Sięgając po tę książkę, nieco obawiałam się tego, że nie będę miała pojęcia, o czym Ćwiek opowiada. Wiecie, jeśli chodzi o literaturę, jestem w miarę na bieżąco. Z filmami i serialami jest gorzej. Często czuję się jaskiniowiec, którego właśnie rozmrożono, gdy znajomi schodzą na związane z nimi tematy. Większości tytułów, o jakich wspominają, kompletnie nic mi nie mówią. W tym przypadku było inaczej. Kojarzyłam wszystko, o czym pisał Ćwiek, co niezmiernie mnie ucieszyło.
Autor opisał swoją wyprawę w zabawny sposób. Roi się tu od anegdot. Moje serca skradła opowieść o próbie zdobycia sukienki Elsy z
Krainy Lodu dla córki Kuby Ćwieka. Ojciec obiecał małej Zuzi, że ją dla niej przywiezie. Wydawało mu się, że skoro ta bajka jest na topie, nie powinien mieć z tym większych problemów. Nie wiedział jednak, ile będzie go to kosztowało. Co musiał zrobić? Przekonajcie się sami.

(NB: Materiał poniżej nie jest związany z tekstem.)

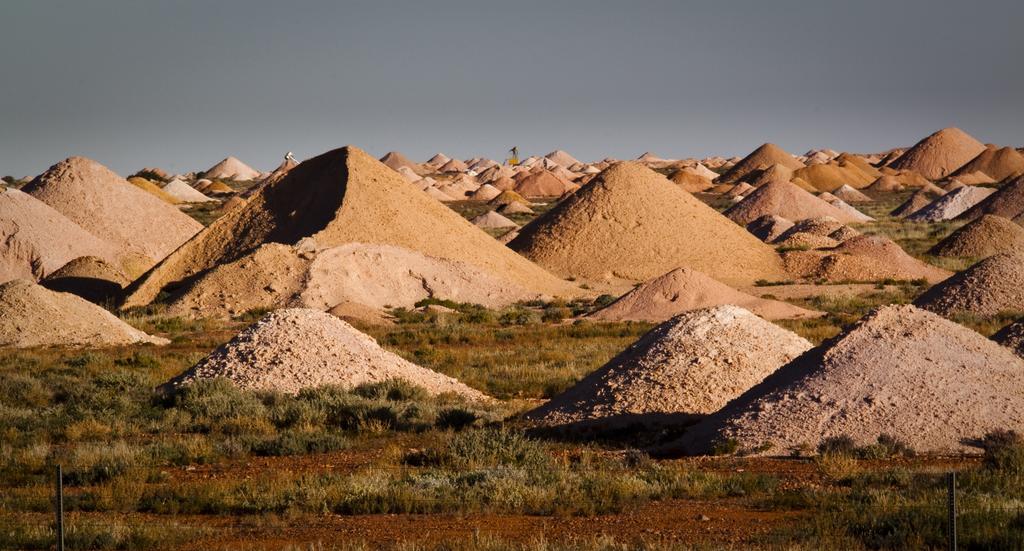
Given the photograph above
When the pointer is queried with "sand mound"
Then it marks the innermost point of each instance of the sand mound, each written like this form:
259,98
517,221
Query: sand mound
35,240
342,197
632,223
785,200
34,315
862,258
951,205
1007,202
153,189
992,286
143,227
689,366
900,371
762,158
544,183
981,239
492,219
996,163
683,290
292,349
231,169
184,193
1012,337
768,227
89,278
940,154
850,195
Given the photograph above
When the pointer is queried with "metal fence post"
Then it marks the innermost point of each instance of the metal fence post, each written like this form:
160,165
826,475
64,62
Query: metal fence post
59,508
951,505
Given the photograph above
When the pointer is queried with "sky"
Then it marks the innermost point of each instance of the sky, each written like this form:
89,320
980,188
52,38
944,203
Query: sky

Opowieść Kuby Ćwieka uzupełniają informacje Bartka Czartoryskiego, speca w sprawach dotyczących m.in. zombie. Na końcu znajdują się wspomnienia Radka Teklaka, które rzuciły nieco innego światła na tę wyprawę. Nie mogło obejść się oczywiście bez zdjęć. Autorką większości z nich jest Agata "kreska_" Krajewska, pozostałe wykonano telefonem komórkowym. Podobno miały być gorszej jakości. Ja niczego takiego się nie dopatrzyłam.
Nawet nie macie pojęcia, jak bardzo zazdrościłam uczestnikom tej wyprawy. Z chęcią też bym się wybrała w taką podróż. Chłonęłam z zainteresowaniem wszystko, o czym mówił Kuba Ćwiek. Dzięki niemu czułam się tak, jakbym faktycznie znalazła się w Ameryce.

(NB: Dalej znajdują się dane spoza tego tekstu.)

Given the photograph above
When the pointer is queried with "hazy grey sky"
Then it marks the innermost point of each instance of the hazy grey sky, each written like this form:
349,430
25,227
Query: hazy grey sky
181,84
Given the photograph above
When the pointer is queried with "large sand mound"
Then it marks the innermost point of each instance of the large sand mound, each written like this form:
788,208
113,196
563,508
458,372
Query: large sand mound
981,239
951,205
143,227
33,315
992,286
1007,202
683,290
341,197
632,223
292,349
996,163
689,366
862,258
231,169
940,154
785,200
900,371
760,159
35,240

Ta książka to gratka dla fanów twórczości Jakuba Ćwieka. Dzięki niej poznacie bliżej autora i dowiecie się, co mu w duszy gra. Przekonacie się, co było inspiracją, by zaczął pisać. Dowiecie się, jakich pisarzy ceni najbardziej i za co.

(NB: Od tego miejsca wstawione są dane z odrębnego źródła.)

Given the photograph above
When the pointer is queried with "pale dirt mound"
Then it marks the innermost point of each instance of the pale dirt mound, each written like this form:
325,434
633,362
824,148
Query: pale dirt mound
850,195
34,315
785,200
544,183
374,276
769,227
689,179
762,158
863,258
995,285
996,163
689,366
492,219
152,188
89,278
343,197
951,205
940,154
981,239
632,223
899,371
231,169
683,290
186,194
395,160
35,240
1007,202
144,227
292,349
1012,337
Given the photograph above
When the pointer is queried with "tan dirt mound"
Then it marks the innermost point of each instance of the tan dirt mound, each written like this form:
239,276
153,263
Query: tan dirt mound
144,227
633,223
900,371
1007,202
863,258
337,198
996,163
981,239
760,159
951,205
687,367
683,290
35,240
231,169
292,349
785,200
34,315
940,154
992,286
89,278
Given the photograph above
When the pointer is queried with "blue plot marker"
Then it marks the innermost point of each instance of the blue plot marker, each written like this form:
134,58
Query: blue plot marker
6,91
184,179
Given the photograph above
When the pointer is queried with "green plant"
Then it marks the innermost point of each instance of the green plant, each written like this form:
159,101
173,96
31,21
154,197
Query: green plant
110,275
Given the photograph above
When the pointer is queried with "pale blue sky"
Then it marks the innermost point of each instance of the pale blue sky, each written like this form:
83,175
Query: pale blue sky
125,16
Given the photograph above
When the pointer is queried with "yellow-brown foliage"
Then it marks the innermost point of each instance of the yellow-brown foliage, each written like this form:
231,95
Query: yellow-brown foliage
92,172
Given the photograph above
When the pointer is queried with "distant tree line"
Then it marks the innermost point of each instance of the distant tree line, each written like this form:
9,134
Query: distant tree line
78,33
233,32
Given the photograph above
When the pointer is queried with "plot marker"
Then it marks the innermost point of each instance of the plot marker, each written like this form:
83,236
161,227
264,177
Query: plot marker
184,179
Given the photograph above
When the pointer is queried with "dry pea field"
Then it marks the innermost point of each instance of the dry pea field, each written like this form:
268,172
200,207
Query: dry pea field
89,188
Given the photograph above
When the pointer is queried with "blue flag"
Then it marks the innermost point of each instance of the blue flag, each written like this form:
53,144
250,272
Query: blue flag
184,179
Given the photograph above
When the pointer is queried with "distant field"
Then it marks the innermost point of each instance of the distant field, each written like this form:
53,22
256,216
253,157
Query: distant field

Pokochałam tę niezwykłą ekipę całym sercem. Zwłaszcza Ojczenasz zdobył moją sympatię. Patrząc na jego zdjęcia, parskałam raz po raz śmiechem. Taki ojciec dzieciom i dziadek wnukom to skarb. Jeśli cenicie sobie pisarski styl Jakuba Ćwieka, sięgnijcie po tę książkę. Ona pozwoli Wam nieco inaczej na niego spojrzeć. Kto wie, może zainspirujecie się i sami postanowicie wybrać się w podróż po szlakach bliskiej Waszemu sercu kultury?
Informacje dodatkowe o Przez stany POPświadomości:
Wydawnictwo: Sine Qua Non
Data wydania: 2016-11-09
Kategoria: Literatura faktu, reportaż
ISBN:
978-83-7924-720-2
Liczba stron: 448
Dodał/a opinię:
Maria Derejczyk-Zwierzyńska
Sprawdzam ceny dla ciebie ...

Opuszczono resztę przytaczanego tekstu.